All reviewers find merit in your study. And all of them suggest that more theoretical work (like yours) is needed to expand the field, given that positive density-dependence is so often observed in nature. The manuscript is inspiring. For example, one of the reviewers highlighted: "This manuscript is very creative and thought-provoking because it makes me think more about very steep positive density-dependent gradients in a new light, as facilitating coexistence rather than being a unique part of species' ecology". The reviewers also applaud the author's efforts in proposing potentially new mechanisms of species coexistence in light of positive density-dependence. However, the author needs to make more efforts in building biological motivation and checking the robustness of the results. The manuscript is too theoretical/mathematical for the eLife audience and lacks more-biological 'real-life' examples.

I thank the Editors for handling my manuscript and for their positive feedback. I am pleased that all reviewers approved my general aim of investigating the implications of conspecific positive density dependence for species coexistence, and appreciated the counter intuitiveness of my theoretical results. However, it is clear from the feedback I received that I had much more work to do to build biological motivation and to make my approach more impactful. In the revised version of this paper I have sought to address these concerns (i) by thoroughly defining the different types of density dependence (conspecific/heterospecific, negative/positive) that come into play in nature, (ii) by using natural history examples to illustrate the ubiquitousness of conspecific positive density dependence associated with reduced mortality, and (iii) by offering guidelines for testing empirically my theoretical predictions. Collectively, I hope these changes would make my study more accessible to both empiricists and theoreticians.

Additionally, I followed the reviewers’ suggestions of conducting further supplementary analyses (with more than 10 new supplementary figures); altogether, these analyses show that my results are robust to changes in the underlying modeling assumptions.

Reviewer #1:

I think Aubier accomplished an interesting modeling manuscript on an interesting topic, positive density dependence acting on mortality. However, I feel the manuscript is too theoretical/mathematical for eLife and lacks a more-biological 'real-life' examples.

I thank reviewer #1 for this positive feedback. I have followed his/her suggestions, and I have made a considerable effort to make this theoretical study more easily accessible and therefore more impactful. By doing so, I hope that I addressed the reviewer’s concerns successfully.

I do think that a glossary, and a comparative table with NDD on the left, and PDD on the right, then specific patters (like PDD on mortality) on a second row, then possible mechanisms responsible for these patterns, outcomes, and finally examples in real life, could be something to add.

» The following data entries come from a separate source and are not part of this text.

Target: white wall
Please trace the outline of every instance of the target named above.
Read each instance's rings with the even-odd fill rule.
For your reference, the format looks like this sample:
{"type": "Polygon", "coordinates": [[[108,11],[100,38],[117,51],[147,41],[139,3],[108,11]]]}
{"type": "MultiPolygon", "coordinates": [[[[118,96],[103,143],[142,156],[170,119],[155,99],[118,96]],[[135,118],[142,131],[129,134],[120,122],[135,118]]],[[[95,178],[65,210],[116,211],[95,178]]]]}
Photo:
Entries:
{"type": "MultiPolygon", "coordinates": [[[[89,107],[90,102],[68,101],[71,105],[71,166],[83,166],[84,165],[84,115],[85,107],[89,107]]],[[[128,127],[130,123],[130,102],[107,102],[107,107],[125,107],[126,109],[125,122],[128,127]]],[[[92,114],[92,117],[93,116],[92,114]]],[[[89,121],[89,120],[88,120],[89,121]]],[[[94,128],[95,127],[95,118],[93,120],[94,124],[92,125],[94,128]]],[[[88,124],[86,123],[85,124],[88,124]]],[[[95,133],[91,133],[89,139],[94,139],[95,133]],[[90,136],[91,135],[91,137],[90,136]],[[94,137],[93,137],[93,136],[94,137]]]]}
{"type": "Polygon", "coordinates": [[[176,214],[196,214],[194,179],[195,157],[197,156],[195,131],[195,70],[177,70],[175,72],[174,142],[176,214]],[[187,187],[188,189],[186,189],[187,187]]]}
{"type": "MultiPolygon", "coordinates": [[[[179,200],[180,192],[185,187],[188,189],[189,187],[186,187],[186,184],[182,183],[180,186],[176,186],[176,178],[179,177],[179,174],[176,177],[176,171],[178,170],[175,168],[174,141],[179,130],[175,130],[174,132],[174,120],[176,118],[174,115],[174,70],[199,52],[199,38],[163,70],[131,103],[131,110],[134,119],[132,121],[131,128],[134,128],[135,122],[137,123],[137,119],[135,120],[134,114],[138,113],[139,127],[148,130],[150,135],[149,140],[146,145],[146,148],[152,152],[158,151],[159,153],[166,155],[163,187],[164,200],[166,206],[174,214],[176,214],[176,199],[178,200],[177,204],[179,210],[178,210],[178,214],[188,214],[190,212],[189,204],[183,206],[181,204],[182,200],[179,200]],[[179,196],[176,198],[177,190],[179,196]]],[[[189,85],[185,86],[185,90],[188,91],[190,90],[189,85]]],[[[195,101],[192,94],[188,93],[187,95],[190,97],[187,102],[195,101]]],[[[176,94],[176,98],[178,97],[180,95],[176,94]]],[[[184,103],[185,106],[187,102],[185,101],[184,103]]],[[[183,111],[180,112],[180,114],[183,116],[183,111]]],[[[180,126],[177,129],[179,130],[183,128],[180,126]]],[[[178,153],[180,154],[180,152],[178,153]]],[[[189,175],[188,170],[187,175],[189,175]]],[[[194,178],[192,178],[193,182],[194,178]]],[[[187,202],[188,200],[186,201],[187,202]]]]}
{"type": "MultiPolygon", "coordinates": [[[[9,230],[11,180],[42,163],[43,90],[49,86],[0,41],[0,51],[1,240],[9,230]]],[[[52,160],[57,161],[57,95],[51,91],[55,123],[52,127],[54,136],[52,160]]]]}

I followed the reviewer’s suggestion to add a Glossary defining terms describing species interactions, density dependence and frequency dependence (negative vs. positive, conspecific vs. heterospecific) (Box 1). In this new glossary but also throughout the manuscript, I am now very clear about the nature of each density-dependent process, and about how species interactions can lead to heterospecific density dependence. I also emphasize that I am investigating cases of conspecific positive density dependence (and not cases of heterospecific positive density dependence caused by mutualistic interspecific interactions) (Box 1).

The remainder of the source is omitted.